One reason a service like Facebook grows and maintains popularity is by ensuring high performance for the users. If it took too long to upload or view photos on Facebook, for example, the social network would probably not be growing as quickly as it has been.
Optimizing everything for performance is a costly exercise, however, and at Facebook’s scale, it is an extremely costly exercise. The good news is, at that scale, even a small infrastructure efficiency improvement can translate in millions of dollars saved.
The company’s infrastructure team, including software, hardware, and data center engineers, spend a lot of their time thinking about where that next degree of efficiency is going to come from. Early last year, the product of one such project came to life.

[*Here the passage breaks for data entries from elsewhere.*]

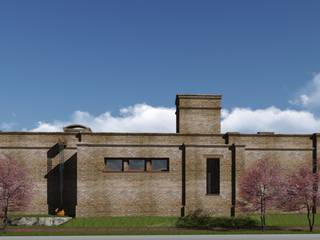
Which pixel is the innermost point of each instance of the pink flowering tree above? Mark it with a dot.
(259, 188)
(302, 193)
(15, 189)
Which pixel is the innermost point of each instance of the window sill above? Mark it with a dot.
(132, 171)
(213, 194)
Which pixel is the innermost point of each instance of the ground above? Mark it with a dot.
(277, 223)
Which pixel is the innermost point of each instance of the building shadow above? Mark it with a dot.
(69, 194)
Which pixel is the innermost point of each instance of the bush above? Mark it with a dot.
(198, 219)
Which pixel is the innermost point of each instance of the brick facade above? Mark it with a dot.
(90, 190)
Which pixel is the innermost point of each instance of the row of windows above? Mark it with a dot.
(137, 164)
(162, 165)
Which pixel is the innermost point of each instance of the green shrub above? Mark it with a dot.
(198, 219)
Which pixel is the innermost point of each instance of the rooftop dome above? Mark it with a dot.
(76, 128)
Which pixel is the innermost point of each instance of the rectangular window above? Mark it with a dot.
(213, 176)
(137, 165)
(161, 165)
(114, 165)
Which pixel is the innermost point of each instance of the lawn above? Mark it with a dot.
(122, 222)
(155, 225)
(275, 220)
(288, 220)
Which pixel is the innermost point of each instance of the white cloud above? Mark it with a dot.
(271, 119)
(137, 118)
(7, 126)
(310, 94)
(146, 118)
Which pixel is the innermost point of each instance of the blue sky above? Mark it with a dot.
(58, 57)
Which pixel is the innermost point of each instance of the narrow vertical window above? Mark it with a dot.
(115, 165)
(213, 176)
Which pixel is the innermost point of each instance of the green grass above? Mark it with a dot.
(122, 222)
(152, 232)
(288, 220)
(276, 220)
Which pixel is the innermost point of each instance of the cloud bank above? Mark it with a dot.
(146, 118)
(309, 96)
(137, 118)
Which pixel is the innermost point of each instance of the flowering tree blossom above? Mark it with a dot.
(259, 188)
(14, 187)
(302, 192)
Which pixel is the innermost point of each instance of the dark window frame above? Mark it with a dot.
(160, 159)
(136, 170)
(118, 159)
(213, 181)
(126, 159)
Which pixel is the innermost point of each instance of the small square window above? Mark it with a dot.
(161, 165)
(114, 165)
(137, 165)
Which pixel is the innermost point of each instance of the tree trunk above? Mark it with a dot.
(310, 221)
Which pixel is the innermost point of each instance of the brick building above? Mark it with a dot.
(164, 174)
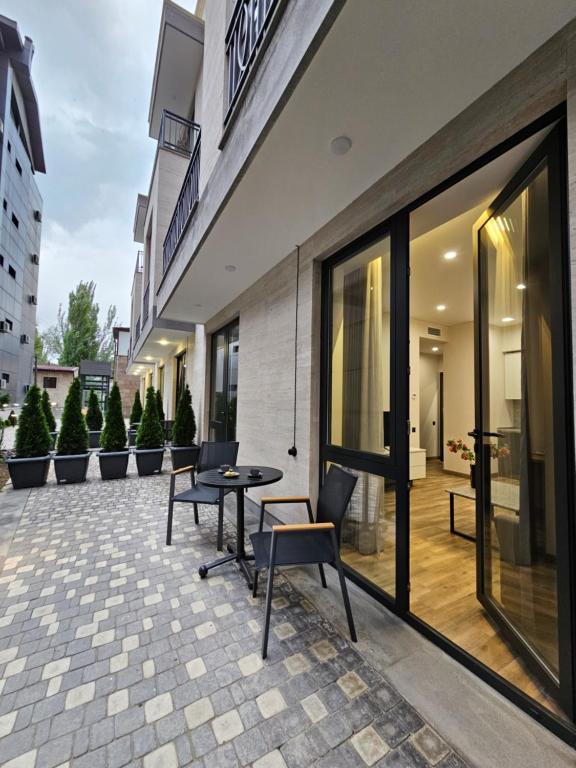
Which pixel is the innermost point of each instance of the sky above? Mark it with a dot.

Two Facebook data centers designed and built specifically to store copies of all user photos and videos started serving production traffic. Because they were optimized from the ground up to act as “cold storage” data centers for a very specific function, Facebook was able to substantially reduce its data center energy consumption and use less expensive equipment for storage.

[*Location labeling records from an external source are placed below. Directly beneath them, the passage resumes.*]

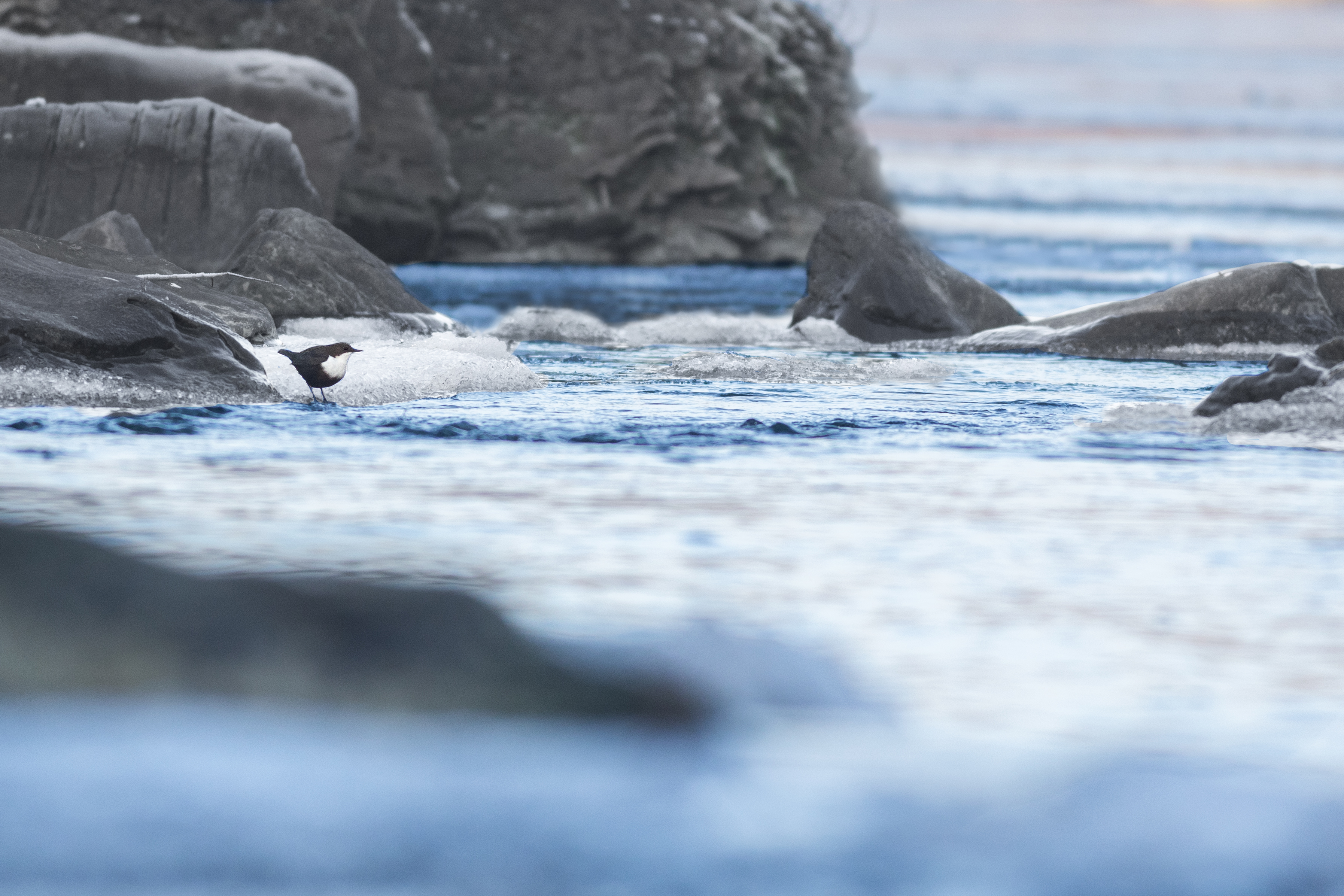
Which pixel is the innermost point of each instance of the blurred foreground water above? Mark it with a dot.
(975, 624)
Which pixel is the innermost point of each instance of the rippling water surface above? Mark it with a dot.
(975, 633)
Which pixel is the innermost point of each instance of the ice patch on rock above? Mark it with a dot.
(1311, 417)
(553, 326)
(387, 371)
(351, 329)
(729, 366)
(91, 388)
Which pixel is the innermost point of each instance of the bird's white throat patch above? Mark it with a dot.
(335, 366)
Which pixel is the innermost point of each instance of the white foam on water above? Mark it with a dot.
(406, 368)
(553, 326)
(1311, 417)
(1034, 338)
(729, 366)
(710, 328)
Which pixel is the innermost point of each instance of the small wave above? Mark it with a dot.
(406, 370)
(553, 326)
(710, 328)
(729, 366)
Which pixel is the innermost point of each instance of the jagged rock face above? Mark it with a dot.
(398, 186)
(76, 617)
(303, 267)
(1275, 303)
(875, 280)
(316, 103)
(113, 231)
(80, 336)
(193, 174)
(191, 296)
(606, 131)
(644, 131)
(1285, 374)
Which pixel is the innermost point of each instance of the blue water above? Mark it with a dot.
(1002, 628)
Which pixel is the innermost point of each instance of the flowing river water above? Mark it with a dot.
(984, 624)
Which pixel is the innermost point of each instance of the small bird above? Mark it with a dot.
(322, 366)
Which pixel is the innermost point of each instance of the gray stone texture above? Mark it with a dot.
(1285, 373)
(115, 231)
(132, 343)
(605, 131)
(304, 267)
(193, 173)
(244, 316)
(79, 619)
(869, 274)
(1277, 303)
(316, 103)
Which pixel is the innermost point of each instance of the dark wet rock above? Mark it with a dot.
(398, 186)
(191, 296)
(662, 132)
(1331, 352)
(874, 279)
(1285, 374)
(113, 231)
(193, 173)
(304, 267)
(656, 132)
(316, 103)
(1272, 303)
(77, 336)
(79, 619)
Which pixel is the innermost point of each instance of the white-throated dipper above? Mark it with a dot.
(322, 366)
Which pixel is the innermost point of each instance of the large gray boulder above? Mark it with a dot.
(875, 280)
(1272, 303)
(1284, 374)
(115, 231)
(193, 173)
(398, 186)
(79, 619)
(652, 132)
(299, 265)
(241, 315)
(80, 336)
(314, 101)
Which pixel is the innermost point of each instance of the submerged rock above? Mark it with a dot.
(874, 279)
(304, 267)
(658, 132)
(244, 316)
(1284, 375)
(553, 326)
(79, 336)
(1272, 303)
(652, 133)
(113, 231)
(193, 173)
(314, 101)
(76, 617)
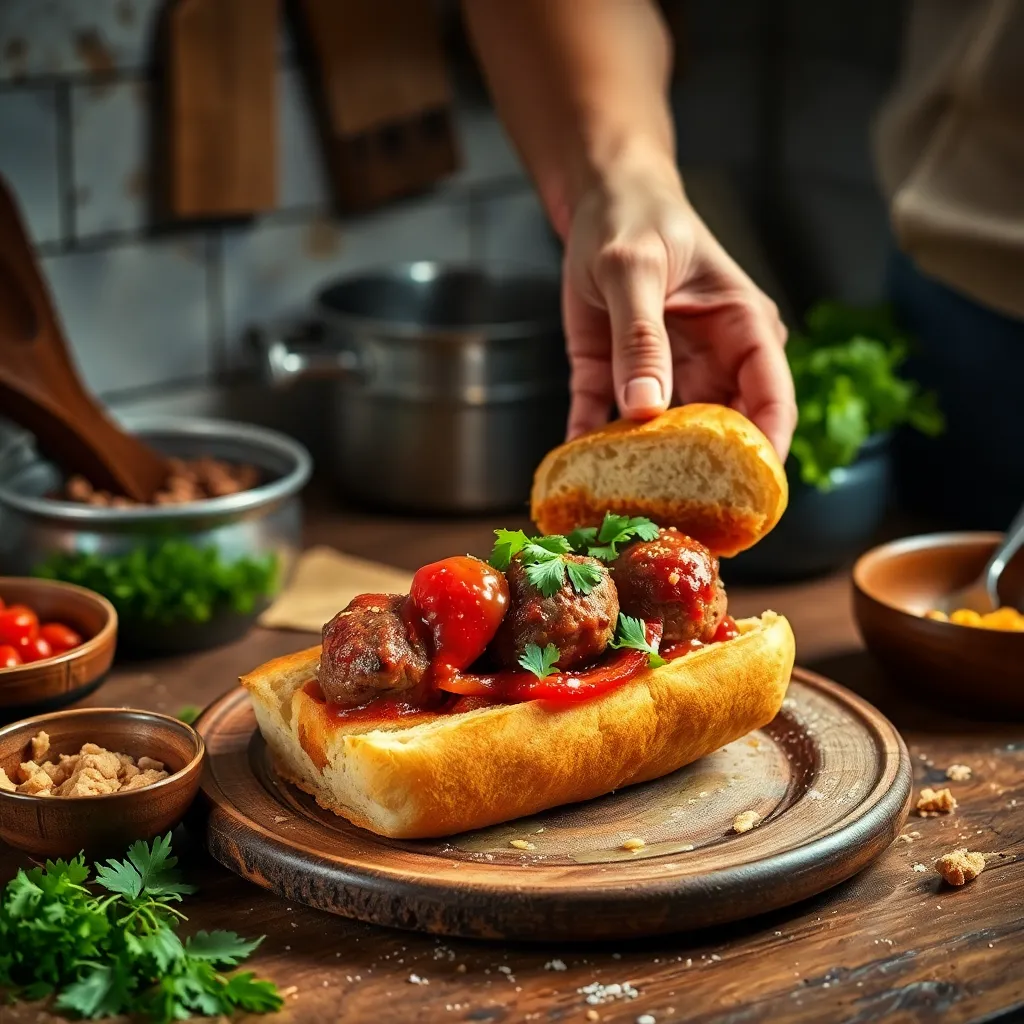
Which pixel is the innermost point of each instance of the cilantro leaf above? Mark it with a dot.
(548, 577)
(582, 538)
(546, 547)
(220, 947)
(148, 871)
(632, 633)
(247, 991)
(508, 544)
(584, 576)
(541, 663)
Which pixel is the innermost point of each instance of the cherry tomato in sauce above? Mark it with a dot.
(462, 601)
(17, 625)
(59, 637)
(35, 649)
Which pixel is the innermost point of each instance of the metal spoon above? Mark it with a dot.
(982, 595)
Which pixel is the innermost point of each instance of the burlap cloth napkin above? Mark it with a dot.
(324, 582)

This week, the Facebook team that designed these cold storage facilities in Prineville, Oregon, and Forest City, North Carolina, shared details about the design and the savings they were able to achieve.
Data Center Design Optimized for Single Purpose
The way Facebook ensures user content is always available and retrieved quickly is by storing lots and lots of copies of every media file in its data centers. Copies of all those files are stored in the primary Facebook data centers and in the cold storage facilities.
A newer, more frequently accessed file, however, gets more copies in the “hot” data centers than older files that are not in as much demand. Main function of the cold storage sites is to make sure a file is always available for retrieval regardless of how many copies of it are stored in a hot data center, Kestutis Patiejunas, a Facebook software engineer who’s been involved in the cold storage project from day one, explained.
Because they store replicated files, the cold storage facilities could be built without any redundant electrical infrastructure or backup generators that are traditionally present in data centers. That’s one way the team was able to cut cost.
The cold storage systems themselves are a modified version of the Open Vault, a Facebook storage design open sourced through its Open Compute Project initiative. The biggest and most consequential modification was making it so that only one hard drive in a tray was powered on at a time.
A modified Open Rack, the cold storage rack has fewer power supplies, fans, and bus bars (Photo: Facebook)
The storage server can power up without sending power to any of the drives. Custom software controls which drive powers on when it is needed.
This way, a cold storage facility only needs to supply enough power for six percent of all the drives it houses. Overall, the system needs one-quarter of the power traditional storage servers need.
This allowed the team to further strip down the design. Instead of three power shelves in the Open Rack, a cold storage rack has only one, and there are five power supplies per shelf instead of seven. The number of Open Rack bus bars was reduced from three to one.
Because all hard drives are never powered on at the same time, the number of fans per storage node was reduced from six to four.
In addition to optimizing the hardware architecture, Patiejunas and his colleagues used a technique called Reed-Solomon error correction to reduce the amount of data storage capacity needed to store copies. The technique basically allows a user to store less than a full redundant copy of a file in a different location but still be able to recover it in full if one of the locations becomes unavailable.
If, for example, a file is split into 10 parts, the amount of parts needed to store it across two locations would be 14 instead of the full 20.
Here’s a visual, courtesy of Facebook:
While the cold storage setup is working well, and both data centers have lots of room to accommodate more data, Patiejunas and his team are already thinking about their next move. Besides adding another cold storage facility elsewhere in the U.S., one of the next steps would be to do cold storage replication across multiple data centers.
Today, data from a hot data center on the West Coast is backed up in a cold storage site on the East Coast and vice versa. The next step would be to apply the Reed-Solomon technique across multiple geographically remote cold storage sites, Patiejunas said.
When there is a third cold storage site, the topology would be virtually infallible. If data is spread across three data centers, a file will be available even in an entire site goes down completely. The chances that two out of three data centers will go down are very slim, he said.